Dirão os apreciadores de Ruiz que não há nada de novo aqui, na valsa, na cebola. É verdade. Só que “Klimt”, tal como o delírio proustiano que foi “O Tempo Reencontrado” (1999), ainda o melhor Ruiz dos últimos anos, é alimentado pela vertigem da morte de um homem e de um tempo (Klimt e a sua condenada Viena), integrando imediatamente as personagens nas ilusões, ao contrário do que sucedeu em ficções desastrosas, como “As Almas Fortes” ou “Aquele Dia”. Se Klimt/Malkovich é a parte solar do filme, Schiele/Kinski é a sua parte lunar, sombria. Com Klimt, acaba o século XIX; com Schiele, começa o século XX. Esta fractura perpassa todo o filme e mantém a expectativa. Como disse Ruiz, «espero que encontrem a atmosfera do fim de uma época e do nascimento de uma não-época».

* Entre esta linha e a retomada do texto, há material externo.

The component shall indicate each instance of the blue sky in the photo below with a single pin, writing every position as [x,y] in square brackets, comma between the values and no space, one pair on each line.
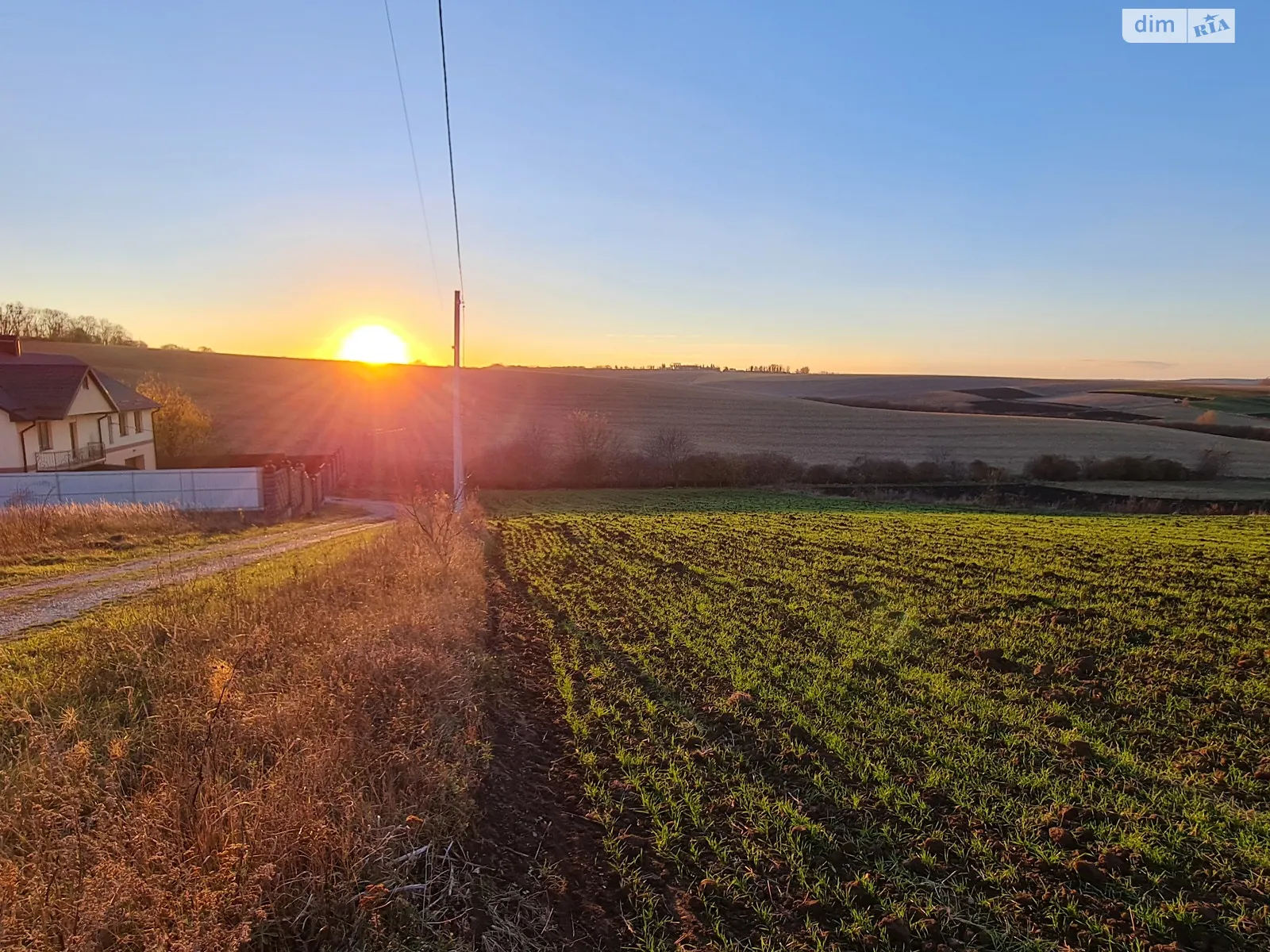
[999,188]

Perde-se, contudo, demasiado tempo na alcova do pintor que Ruiz faz sua, em erotismos enevoados e «fin-de-siècle», ilustrações-postal da decadência. “Klimt” insiste no fado do «autor incompreendido» e percebe-se que Ruiz, através do pintor, fala afinal de si próprio. Neste ponto, a «fantasmagoria» mudou de campo, passou da personagem para o realizador, em reivindicações sussuradas ao ouvido. Pouco elegantes, aliás.